A report released by DTZ Research stated that investment transactions in Singapore in the industrial sector has overtaken the residential sector, which amounted to S$1.02 billion or 38.5 percent of total transacted value in the first quarter of the year.
The report showed that after three consecutive quarters of increases in investment sales, the value of investment transactions in Q1 2010 fell 8.5 percent quarter-on-quarter to $2.64 billion.
However, the bulk of the increased transactions in industrial investments were due to the sale and leaseback deals that were made by soon-to-be-listed Cache Logistics Trust with the owners of six industrial properties totalling $713.20 million.
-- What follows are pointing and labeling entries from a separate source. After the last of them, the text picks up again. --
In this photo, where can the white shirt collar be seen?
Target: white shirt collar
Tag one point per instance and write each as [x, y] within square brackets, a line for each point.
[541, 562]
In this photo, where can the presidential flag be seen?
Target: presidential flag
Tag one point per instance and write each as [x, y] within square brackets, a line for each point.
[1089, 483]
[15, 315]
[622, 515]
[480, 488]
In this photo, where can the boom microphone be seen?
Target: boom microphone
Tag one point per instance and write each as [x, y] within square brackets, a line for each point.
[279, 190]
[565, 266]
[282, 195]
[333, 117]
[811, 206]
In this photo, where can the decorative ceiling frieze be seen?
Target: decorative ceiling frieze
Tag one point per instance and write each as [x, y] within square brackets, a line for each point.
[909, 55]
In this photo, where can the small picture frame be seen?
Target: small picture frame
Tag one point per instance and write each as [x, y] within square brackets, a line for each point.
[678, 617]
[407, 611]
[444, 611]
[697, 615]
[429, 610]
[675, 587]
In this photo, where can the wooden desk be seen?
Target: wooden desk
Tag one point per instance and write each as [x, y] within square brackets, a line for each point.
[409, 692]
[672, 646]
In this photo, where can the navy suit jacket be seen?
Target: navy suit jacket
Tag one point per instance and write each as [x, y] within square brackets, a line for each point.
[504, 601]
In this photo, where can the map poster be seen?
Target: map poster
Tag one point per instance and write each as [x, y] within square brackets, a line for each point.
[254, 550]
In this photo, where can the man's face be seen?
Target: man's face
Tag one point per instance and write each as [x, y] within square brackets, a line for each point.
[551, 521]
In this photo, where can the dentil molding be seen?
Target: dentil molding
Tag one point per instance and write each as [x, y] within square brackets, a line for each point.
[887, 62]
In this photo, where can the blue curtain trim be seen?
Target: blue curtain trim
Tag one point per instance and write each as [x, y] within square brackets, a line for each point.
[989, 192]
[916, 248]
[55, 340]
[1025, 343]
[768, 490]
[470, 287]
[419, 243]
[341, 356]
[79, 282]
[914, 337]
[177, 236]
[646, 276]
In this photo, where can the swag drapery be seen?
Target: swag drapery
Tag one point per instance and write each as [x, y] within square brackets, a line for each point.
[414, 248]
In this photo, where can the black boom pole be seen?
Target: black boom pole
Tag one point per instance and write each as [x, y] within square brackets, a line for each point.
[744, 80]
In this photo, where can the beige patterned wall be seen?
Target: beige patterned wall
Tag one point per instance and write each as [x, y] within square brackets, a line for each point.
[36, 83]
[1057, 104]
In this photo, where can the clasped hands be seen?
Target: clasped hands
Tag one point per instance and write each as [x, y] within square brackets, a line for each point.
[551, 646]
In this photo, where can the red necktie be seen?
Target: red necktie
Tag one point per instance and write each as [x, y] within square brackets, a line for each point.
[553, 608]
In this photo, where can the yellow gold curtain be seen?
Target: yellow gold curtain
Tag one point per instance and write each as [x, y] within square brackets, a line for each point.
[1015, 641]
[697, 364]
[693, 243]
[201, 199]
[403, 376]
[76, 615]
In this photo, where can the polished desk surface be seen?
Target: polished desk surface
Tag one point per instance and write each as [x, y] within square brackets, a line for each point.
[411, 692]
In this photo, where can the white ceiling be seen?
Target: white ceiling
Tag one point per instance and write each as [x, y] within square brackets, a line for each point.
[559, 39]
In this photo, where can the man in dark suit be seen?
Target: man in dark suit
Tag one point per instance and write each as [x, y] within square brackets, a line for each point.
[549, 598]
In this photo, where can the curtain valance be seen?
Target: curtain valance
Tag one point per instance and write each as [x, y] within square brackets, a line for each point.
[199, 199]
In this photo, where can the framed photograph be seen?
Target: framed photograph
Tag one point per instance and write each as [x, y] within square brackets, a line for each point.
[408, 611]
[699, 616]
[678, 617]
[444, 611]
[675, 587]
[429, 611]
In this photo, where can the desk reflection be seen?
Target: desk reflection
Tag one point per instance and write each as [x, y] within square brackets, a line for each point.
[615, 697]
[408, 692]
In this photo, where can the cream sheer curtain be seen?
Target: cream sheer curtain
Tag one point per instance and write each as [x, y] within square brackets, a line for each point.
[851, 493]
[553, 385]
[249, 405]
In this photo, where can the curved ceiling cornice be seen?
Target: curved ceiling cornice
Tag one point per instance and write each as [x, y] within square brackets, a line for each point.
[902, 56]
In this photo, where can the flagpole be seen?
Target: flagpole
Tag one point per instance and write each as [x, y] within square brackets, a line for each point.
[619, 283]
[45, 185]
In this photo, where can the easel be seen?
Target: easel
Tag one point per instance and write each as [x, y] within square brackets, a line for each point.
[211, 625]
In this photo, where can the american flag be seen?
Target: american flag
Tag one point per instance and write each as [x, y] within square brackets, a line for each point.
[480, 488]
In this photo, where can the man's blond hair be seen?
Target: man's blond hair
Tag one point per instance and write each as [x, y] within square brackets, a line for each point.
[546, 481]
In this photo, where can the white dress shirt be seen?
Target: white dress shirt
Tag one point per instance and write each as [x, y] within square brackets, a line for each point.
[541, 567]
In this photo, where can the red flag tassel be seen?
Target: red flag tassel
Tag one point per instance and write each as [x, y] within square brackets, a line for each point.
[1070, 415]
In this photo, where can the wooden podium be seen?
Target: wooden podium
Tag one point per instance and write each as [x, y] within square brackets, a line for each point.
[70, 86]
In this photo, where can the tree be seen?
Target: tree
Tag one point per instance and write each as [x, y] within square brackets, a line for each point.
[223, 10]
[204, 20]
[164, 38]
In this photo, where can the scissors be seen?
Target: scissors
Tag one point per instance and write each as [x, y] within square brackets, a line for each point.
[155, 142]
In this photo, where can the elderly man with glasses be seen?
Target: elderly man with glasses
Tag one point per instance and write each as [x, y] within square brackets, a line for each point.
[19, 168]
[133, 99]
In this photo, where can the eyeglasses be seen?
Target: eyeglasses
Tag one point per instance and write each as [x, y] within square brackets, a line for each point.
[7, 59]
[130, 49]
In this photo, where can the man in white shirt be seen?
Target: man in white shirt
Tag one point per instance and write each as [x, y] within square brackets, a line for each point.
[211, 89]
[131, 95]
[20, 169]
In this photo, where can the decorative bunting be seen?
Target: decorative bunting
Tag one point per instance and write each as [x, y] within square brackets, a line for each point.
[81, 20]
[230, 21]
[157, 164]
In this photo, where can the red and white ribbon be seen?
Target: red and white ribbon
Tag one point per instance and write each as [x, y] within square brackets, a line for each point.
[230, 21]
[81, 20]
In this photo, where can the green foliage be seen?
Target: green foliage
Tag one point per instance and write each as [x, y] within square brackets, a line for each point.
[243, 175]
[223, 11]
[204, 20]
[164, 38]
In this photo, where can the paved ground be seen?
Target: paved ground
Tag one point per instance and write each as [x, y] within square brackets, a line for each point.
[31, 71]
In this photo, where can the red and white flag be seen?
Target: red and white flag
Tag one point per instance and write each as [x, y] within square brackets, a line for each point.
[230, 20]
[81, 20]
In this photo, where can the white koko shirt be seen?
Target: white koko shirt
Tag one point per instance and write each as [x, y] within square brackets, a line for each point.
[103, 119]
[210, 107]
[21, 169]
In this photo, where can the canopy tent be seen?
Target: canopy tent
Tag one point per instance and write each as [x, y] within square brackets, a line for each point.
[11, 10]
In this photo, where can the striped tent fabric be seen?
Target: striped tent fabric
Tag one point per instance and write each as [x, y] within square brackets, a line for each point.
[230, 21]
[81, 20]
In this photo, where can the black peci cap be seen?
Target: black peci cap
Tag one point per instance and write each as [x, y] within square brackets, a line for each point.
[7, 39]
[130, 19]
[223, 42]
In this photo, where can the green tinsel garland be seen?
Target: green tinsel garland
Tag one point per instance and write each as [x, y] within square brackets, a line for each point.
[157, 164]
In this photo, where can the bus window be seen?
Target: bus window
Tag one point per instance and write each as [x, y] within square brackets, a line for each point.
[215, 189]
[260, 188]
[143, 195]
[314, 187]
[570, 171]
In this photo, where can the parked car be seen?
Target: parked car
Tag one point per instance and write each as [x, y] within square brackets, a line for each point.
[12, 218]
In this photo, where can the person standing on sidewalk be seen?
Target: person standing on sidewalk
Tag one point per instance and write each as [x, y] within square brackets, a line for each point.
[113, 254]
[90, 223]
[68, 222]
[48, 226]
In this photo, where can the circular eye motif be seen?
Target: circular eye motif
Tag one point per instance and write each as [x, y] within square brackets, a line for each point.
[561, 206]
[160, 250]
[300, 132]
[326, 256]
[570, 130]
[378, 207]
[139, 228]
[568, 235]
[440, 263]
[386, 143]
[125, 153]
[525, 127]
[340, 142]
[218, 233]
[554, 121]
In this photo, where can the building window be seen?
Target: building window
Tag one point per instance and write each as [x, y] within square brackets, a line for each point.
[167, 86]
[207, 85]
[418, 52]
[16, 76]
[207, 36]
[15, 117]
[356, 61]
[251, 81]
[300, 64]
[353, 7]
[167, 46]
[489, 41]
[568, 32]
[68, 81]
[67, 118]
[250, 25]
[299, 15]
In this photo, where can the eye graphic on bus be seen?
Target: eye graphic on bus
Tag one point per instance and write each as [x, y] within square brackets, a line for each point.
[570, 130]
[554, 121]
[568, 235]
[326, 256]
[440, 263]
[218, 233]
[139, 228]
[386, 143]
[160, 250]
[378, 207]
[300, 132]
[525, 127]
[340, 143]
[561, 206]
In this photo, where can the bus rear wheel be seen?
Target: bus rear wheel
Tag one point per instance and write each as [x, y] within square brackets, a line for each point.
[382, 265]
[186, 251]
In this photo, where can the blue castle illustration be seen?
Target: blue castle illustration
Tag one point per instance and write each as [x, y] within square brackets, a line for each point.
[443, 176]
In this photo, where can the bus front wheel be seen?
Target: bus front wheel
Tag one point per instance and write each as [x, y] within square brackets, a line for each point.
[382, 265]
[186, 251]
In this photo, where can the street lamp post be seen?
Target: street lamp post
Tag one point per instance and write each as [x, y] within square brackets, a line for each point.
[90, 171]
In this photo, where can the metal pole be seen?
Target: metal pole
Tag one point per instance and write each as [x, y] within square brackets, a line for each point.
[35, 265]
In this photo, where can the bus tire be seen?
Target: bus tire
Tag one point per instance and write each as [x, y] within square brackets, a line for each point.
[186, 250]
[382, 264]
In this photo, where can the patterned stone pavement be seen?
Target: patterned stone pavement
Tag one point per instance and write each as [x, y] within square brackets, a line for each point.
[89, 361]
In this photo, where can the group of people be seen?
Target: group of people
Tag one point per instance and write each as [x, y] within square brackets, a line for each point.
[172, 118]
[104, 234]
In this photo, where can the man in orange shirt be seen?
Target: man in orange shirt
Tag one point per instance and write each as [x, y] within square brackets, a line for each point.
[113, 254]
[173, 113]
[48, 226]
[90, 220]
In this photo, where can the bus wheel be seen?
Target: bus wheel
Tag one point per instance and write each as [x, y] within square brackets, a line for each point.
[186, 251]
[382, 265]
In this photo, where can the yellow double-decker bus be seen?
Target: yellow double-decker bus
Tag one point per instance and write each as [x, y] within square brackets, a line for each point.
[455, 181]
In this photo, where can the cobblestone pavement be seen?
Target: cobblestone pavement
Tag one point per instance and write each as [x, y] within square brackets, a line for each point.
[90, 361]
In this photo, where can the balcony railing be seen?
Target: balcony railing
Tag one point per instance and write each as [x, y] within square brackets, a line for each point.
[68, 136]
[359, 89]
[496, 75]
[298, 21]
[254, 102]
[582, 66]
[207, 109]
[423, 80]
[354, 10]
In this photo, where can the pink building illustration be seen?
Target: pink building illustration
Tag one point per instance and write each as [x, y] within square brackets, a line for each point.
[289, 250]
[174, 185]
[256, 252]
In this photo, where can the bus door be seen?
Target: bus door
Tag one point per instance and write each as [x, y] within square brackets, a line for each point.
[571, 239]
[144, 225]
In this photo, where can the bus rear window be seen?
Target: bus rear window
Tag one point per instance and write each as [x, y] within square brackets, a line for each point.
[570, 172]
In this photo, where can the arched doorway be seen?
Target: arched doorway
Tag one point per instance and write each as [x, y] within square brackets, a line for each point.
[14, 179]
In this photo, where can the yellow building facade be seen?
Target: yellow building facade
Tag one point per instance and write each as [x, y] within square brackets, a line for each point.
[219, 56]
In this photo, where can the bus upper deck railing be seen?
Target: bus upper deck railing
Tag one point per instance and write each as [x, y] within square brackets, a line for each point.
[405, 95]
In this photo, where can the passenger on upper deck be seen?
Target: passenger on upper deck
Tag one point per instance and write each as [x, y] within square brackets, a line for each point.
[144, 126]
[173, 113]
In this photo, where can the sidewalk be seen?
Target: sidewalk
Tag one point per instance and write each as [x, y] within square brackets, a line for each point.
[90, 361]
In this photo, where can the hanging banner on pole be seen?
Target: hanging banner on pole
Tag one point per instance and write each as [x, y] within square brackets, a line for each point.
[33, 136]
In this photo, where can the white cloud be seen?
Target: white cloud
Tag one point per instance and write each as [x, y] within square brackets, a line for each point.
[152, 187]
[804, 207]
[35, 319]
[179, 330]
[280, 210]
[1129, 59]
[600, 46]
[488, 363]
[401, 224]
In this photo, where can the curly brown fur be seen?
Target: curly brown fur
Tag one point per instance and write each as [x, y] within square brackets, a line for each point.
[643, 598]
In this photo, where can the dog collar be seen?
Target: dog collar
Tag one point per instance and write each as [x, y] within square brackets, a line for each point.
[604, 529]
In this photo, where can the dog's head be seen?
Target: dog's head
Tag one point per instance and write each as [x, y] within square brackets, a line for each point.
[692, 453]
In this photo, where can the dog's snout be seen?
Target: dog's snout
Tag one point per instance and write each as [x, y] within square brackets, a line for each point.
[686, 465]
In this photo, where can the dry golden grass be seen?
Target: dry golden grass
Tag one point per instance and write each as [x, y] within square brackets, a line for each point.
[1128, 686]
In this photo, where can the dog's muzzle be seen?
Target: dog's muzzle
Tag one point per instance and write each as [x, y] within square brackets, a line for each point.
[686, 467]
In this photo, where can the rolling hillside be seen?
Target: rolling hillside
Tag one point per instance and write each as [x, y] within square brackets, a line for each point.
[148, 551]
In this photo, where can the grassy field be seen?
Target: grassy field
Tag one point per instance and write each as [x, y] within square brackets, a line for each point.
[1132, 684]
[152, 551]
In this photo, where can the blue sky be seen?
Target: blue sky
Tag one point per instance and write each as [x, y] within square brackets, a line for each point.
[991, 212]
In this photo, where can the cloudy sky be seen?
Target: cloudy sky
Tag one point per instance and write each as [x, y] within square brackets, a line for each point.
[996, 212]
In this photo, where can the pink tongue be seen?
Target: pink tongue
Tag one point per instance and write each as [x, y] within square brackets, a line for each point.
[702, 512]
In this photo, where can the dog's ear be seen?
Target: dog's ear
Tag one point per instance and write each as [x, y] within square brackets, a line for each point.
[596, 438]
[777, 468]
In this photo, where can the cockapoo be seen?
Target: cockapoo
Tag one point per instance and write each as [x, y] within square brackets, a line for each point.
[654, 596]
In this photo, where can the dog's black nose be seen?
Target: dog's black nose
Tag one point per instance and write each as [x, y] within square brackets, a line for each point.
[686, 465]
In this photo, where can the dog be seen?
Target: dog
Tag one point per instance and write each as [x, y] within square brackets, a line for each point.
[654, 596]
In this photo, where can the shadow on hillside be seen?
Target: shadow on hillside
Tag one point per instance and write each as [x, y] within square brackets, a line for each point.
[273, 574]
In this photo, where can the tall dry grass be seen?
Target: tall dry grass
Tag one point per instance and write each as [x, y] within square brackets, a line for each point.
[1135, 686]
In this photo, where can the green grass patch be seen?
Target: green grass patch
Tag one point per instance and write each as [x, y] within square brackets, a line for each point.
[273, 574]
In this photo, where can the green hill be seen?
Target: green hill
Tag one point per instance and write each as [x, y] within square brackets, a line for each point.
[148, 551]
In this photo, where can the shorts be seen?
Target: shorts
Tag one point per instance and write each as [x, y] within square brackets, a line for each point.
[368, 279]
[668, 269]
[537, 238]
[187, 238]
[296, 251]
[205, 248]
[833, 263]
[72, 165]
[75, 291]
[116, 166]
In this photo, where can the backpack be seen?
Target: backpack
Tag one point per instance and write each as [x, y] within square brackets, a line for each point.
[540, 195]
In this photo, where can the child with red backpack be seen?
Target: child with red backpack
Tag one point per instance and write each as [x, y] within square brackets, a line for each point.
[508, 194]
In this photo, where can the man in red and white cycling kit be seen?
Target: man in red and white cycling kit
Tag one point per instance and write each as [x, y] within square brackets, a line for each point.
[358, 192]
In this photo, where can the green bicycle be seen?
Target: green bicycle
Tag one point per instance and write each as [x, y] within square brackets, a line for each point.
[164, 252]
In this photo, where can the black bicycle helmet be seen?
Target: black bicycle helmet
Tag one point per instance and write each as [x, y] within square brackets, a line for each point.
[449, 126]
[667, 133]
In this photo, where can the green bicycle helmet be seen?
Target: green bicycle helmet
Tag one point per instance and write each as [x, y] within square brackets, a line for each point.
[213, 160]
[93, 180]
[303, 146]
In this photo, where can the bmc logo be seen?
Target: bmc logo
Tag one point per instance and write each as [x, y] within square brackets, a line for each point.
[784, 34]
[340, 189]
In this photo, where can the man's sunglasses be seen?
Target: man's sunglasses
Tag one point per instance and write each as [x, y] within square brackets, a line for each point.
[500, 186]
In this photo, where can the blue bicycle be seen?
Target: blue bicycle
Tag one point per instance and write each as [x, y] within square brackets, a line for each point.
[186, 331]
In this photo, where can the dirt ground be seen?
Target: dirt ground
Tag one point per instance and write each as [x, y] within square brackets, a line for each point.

Residential investments amounted up to $879.20 million. The majority of it (93.7 percent) was from the sale of sites in the Government Land Sales (GLS) program whereas 6.3 percent share came about from residential transactions.
The report also pointed out that that the trend is likely to continue into Q2 2010 with the GLS program expected be the main source of land supply for residential development due to the variety of GLS sites available and the speed at which they could be tendered for and put on the drawing block for sale in less than a year.
Although most of the investments were made by local developers as well as REITS, there could be more foreign purchasers in the coming quarters. “Renewed interest from foreign funds is evident as the major purchases of two office buildings – Robinson Point and One Finlayson Green – are made by overseas investors,” said Chua Chor Hoon, head of DTZ South-east Asia Research.
An ongoing economic recovery is also expected to lead to increased investment activity in 2010. “Besides the purchase of land for residential development, acquisitions by REITs are resuming. More office buildings are also expected to be transacted for redevelopment into residential use for owner occupation or rental yield,” Shaun Poh, senior director (Investment Advisory Services and Auction) noted.